Streaming Analytics in retail: a must-have
What is stream analytics?
Streaming analytics is a term commonly used to describe extracting actionable information from continuously flowing/streaming data sources. A stream is a continuous sequence of data elements. The goal of stream analytics is to translate transaction-level logic into real-time business insights by letting companies extract, inspect, and analyze their data while it is streaming into applications.
Stream analytics is becoming more popular due to two causes. First, time-to-action has become an ever decreasing value, meaning we need real-time data insights. Second, we have the technological means to capture and process the data as it is being created.
There is a myriad of different sources of data. Data in retail can source from POS systems, (e-commerce) transactional data, in-store sensor data, supply chain systems, and social media.
If you don’t use or analyze the data quickly enough, it can lose its value. When it does lose its value, it will result in extra costs such as operational, administrative, reduction in productivity, inability to make informed decisions, and reduces a company’s competitive edge. Streaming analytics has many benefits. For now, we’ll focus on the benefits in the retail industry.
Better product recommendations
By using stream analytics, you’re not only analyzing real-time data, but you can also match it with purchase history, current seasonal trends, inventory status, current promotions, and data on similar customers. Which can elevate the product recommendation process to increase the likelihood of purchasing, and with having the insight of a market-basket analysis, you can offer additional products as well.
Prepare for market trends
Not only can it help with the product recommendation process, but integrating your stream analytics, network, and historical data will give many insights. Such as dynamically match data against market penetration, real-time trends, purchase behavior, and available budgets, and to make advert bidding decisions in real-time.
By using location-based marketing, streaming analytics can help physical stores track the location of their clients and match it with real-time data and historical customer data in other; to determine most likely product to be bought per store visit, to offer the right product at the right time, to the right person, and to collect data from each interaction between company and customer. A good use case example of this is Helzberg Diamonds, which will be explained later.
Personalize customer experience
Matching stream analytics with other data, and optimizing location-based marketing, you can ultimately deliver personalized user experiences to your customers. This data will give you insight into what your customers want when they want it, enabling you to provide the best offers to your clients matching their personal preferences.
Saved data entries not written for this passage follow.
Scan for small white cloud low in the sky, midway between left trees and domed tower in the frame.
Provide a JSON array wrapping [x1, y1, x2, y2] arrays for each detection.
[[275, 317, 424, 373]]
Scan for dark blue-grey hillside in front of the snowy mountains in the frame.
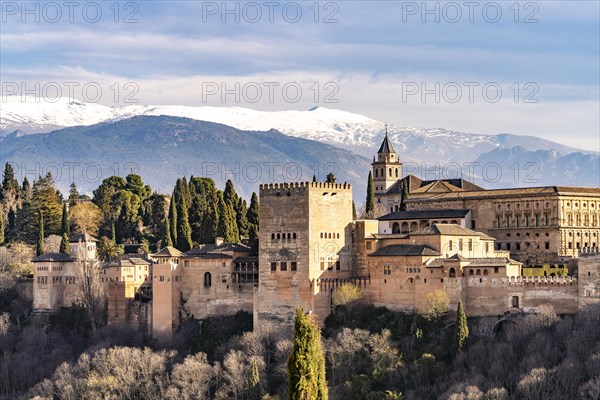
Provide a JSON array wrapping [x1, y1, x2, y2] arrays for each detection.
[[0, 116, 370, 198]]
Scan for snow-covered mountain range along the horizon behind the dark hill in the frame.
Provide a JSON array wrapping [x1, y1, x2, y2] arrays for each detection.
[[0, 96, 600, 187]]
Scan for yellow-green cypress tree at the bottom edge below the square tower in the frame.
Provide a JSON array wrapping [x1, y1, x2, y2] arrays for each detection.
[[287, 308, 328, 400]]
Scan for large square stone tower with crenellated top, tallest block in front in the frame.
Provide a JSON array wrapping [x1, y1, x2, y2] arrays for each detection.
[[254, 182, 353, 329]]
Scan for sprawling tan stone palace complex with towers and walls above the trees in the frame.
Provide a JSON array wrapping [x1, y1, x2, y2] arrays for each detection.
[[34, 134, 600, 340]]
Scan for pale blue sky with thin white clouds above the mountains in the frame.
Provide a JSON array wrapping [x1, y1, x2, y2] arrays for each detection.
[[0, 1, 600, 151]]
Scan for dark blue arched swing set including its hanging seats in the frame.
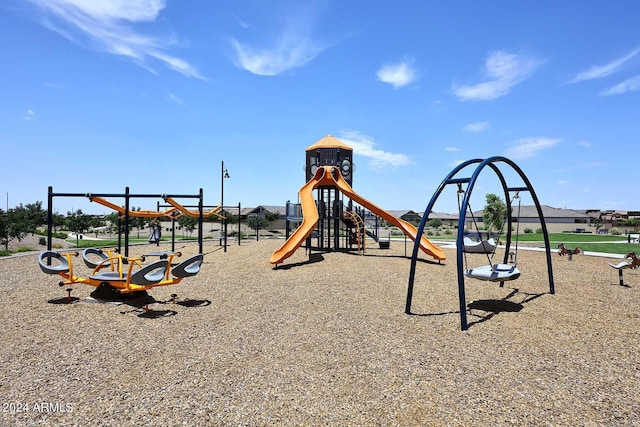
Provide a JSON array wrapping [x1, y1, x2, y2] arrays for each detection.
[[405, 156, 555, 330]]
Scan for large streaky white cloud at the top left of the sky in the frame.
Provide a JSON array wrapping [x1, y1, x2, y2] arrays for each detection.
[[28, 0, 204, 79]]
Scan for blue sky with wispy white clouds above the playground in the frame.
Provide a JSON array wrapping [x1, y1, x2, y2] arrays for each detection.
[[0, 0, 640, 213]]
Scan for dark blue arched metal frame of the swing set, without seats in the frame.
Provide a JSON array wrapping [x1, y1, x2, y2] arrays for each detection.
[[405, 156, 555, 331]]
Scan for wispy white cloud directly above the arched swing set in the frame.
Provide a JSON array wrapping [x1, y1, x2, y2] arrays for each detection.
[[452, 50, 542, 101]]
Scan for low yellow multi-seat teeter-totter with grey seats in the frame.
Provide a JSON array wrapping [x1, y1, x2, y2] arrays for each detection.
[[38, 248, 204, 299]]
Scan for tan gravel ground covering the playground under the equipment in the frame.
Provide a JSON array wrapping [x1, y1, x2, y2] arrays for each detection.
[[0, 240, 640, 426]]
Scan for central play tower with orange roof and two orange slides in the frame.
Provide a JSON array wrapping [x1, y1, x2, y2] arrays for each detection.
[[270, 136, 446, 267]]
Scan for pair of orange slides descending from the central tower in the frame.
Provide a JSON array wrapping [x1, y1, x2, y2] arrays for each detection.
[[270, 166, 446, 264]]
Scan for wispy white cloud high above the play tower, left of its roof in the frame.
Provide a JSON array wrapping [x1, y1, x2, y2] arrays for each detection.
[[231, 6, 326, 76]]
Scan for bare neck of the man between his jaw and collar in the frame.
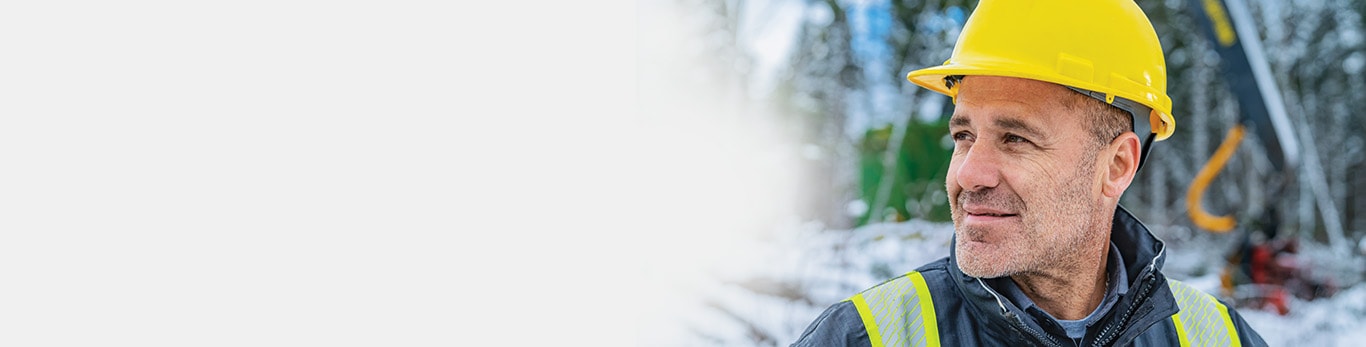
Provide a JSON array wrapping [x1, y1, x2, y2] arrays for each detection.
[[1011, 243, 1109, 321]]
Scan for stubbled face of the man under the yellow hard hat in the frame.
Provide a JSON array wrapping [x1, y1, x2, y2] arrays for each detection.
[[945, 77, 1108, 277]]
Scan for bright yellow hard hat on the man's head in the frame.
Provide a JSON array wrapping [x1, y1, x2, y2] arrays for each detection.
[[906, 0, 1176, 142]]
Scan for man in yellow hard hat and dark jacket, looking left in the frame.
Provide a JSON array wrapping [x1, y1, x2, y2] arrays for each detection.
[[794, 0, 1265, 346]]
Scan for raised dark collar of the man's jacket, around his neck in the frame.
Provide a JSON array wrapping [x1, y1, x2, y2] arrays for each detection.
[[947, 206, 1176, 346]]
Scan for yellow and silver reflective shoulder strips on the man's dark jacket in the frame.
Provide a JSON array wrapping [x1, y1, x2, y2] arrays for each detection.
[[846, 272, 1242, 347]]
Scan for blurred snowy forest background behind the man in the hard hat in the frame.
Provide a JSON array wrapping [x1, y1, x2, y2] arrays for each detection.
[[637, 0, 1366, 346]]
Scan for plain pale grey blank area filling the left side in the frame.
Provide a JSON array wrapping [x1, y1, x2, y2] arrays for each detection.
[[0, 0, 635, 346]]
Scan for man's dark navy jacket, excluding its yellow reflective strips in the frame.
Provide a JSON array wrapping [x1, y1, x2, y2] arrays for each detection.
[[792, 208, 1266, 346]]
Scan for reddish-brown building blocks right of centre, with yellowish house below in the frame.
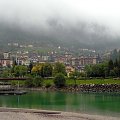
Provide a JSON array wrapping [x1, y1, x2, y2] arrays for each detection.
[[55, 53, 101, 73]]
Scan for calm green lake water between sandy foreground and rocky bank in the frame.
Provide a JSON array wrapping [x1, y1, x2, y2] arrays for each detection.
[[0, 91, 120, 116]]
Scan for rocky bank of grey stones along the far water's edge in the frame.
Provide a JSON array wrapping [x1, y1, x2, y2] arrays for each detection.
[[25, 84, 120, 93]]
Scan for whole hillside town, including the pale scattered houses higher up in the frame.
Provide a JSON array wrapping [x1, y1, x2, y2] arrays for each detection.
[[0, 43, 102, 74]]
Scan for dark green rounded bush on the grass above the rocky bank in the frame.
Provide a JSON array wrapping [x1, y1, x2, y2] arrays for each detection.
[[54, 73, 66, 88]]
Follow your customers and employees in-store. By enabling WiFi access points, as soon as your customer connects, you are capable of tracking this valuable motion data.
The benefits of stream analytics not only exist in-store but also online. Real-time data show retailers what their customers look for online, offering retailers an opportunity to capitalize on this data. For example, providing your customers with recommendations based on their purchase history, similar clients, and seasonal trends. Stream analytics makes this possible by analyzing all the different components and reacting as quickly as possible.
User case examples
Online retail giants, think Amazon or eBay, are always looking to get the most value out of the data that is generated when a customer is on their website. Every product looked at, each search conducted, and each click is carefully monitored and analyzed.
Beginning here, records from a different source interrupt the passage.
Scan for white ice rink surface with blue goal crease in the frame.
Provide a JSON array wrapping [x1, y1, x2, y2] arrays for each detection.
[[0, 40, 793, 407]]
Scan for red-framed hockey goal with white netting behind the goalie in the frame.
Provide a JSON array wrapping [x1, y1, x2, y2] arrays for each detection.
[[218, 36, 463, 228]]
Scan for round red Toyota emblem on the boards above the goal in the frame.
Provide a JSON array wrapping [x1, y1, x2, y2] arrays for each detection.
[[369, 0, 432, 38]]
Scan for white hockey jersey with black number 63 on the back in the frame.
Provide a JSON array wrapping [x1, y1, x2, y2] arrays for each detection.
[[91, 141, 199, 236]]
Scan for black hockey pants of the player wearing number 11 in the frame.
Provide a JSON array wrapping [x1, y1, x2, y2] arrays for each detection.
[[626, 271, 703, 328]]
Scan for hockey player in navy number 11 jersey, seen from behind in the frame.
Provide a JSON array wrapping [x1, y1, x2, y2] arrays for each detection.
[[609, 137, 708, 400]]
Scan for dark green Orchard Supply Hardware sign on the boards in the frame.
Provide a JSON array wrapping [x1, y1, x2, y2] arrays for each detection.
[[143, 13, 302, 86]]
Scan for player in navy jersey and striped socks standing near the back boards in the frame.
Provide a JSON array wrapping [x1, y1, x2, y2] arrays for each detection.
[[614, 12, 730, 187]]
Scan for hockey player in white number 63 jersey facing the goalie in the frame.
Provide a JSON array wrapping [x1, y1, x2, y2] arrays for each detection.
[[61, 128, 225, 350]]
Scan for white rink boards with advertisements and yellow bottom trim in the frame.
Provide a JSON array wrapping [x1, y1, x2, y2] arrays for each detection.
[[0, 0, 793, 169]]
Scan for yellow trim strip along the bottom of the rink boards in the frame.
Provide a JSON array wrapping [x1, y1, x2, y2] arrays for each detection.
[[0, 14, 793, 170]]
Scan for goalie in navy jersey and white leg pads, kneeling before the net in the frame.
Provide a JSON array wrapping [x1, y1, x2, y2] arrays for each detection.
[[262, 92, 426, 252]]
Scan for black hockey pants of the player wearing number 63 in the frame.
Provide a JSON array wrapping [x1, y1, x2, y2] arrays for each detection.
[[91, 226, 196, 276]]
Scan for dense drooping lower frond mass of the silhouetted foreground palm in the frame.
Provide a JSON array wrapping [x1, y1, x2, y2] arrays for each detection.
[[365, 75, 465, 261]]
You might have noticed that on big e-commerce websites, even when you’re not a member, after a few clicks and page visits, you get exciting offers. This has everything to do with the behind the scenes. That is used to create the best value for customers and generate the best revenues for the company. Offering well-formed recommendations are the reason behind 35% of Amazon’s revenue.
The large grocery store chain from the United Kingdom invested in real-time data analytics a few years ago to benefit the store as well as its customers. Tesco wanted to understand their quickly changing customer needs better, but also to reduce in-store food waste.
By monitoring real-time data for each of their products, which are up to 40,000 in each store, Tesco discovered that the way they thought we bought products, was not the way we bought them at all. By having these insights, they were able to adapt and therefore reduce food waste and adjust to their customer needs.
Helzberg Diamonds was one of the first that has started using a Concierge app for its employees, which was built to ensure better jewelry-buying experiences at the physical store. The app provides workers with real-time access to shoppers’ purchase history, wish lists, and other pertinent information, including contact details, but also enables them to check in-store inventory instantly.
By relying on the captured data, in-store personnel should find it easier to make product suggestions. Based on the information provided about stock levels, associates can avoid disappointing customers by discussing jewelry that’s not immediately available. The app also shows whether or not the customer is part of the Helzberg Diamonds’ reward program, which could lead to promotional discounts.
Challenges of stream analytics
Search queries give marketers an idea of what their customers find essential. However, you need to act fast because today’s customer changes their mind in a matter of seconds. To keep up with the rapid shift in consumer interest, marketers should stay one step ahead.
What can be a challenge for some is that streaming analytics requires a different mindset than traditional analytics. As explained earlier in 2015, with traditional analytics, you request something and wait for the data to respond. But since stream analytics is a constant stream of incoming data, you should start detecting interesting events as they come in instead of waiting for a response request.
The benefits mentioned here were just a few of the many benefits that stream analytics can generate for your business. As is shown by the different user examples, you can implement stream analytics in many different ways, to fit your business and customer needs. Streaming analytics is a valuable component to add to your day-to-day operations.